Ver. 11. Ministerial Anxiety—1. Prompts to earnest efforts in imparting the highest spiritual truths. 2. Looks for corresponding results in consistency of character and conduct. 3. Is grieved with the least indications of religious failure.

MAIN HOMILETICS OF THE PARAGRAPH.—Verses 12–20.

The Pleadings of an Anxious Teacher with his Pupils in Peril.

I. He reminds them of the enthusiastic attachment of former days.—1. Urges them to exercise the same freedom as he himself claimed. “Be as I am; for I am as ye are” (ver. 12). Though himself a Jew, Paul had assumed no airs of superiority, and did not separate himself from his Gentile brethren; he became as one of them. He asks them to exercise a similar liberty; and lest they should fear he would have a grudge against them because of their relapse, he hastens to assure them, “Ye have not injured [wronged] me at all” (ver. 12).
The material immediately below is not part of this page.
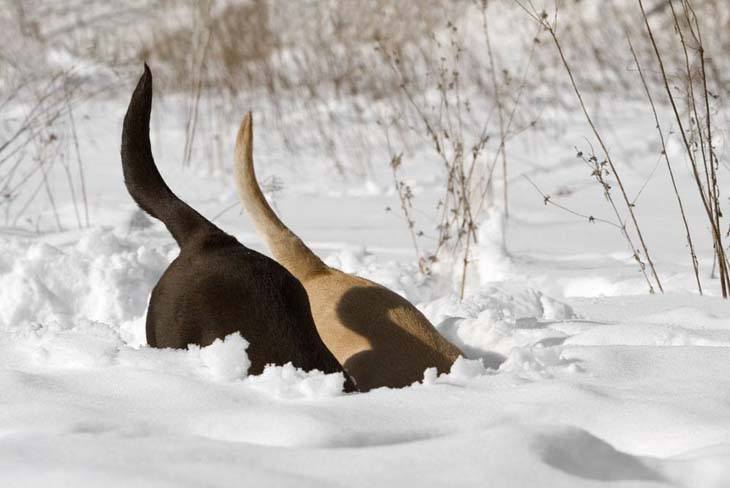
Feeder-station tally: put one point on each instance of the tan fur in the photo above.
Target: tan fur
(378, 336)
2. Recalls their extravagant expression of admiration on their first reception of his teaching.—“Ye know how through infirmity I preached at the first. My temptation ye despised not; but received me as an angel of God. . . . Ye would have plucked out your own eyes, and have given them to me” (vers. 13, 14, 15). His physical weakness, which might have moved the contempt of others, elicited the sympathy of the warm-hearted Galatians. They listened with eagerness and wonder to the Gospel he preached. The man, with his humiliating infirmity, was lost in the charm of his message. They were thankful that, though his sickness was the reason of his being detained among them, it was the opportunity of their hearing the Gospel. Had he been an angel from heaven, or Jesus Christ Himself, they could not have welcomed him more rapturously. They would have made any sacrifice to assure him of their regard and affection.

3. Shows he was not less their friend because he rebuked them.—“Am I therefore become your enemy, because I tell you the truth?” (ver. 16). And now they rush, with Gallic-like fickleness, to the opposite extreme. Because he attacks the new fancies with which they have become enamoured, and probes them with some wholesome and unwelcome truths, they imagine he has become their enemy. Not so; he is but using the privilege of a true and faithful friend.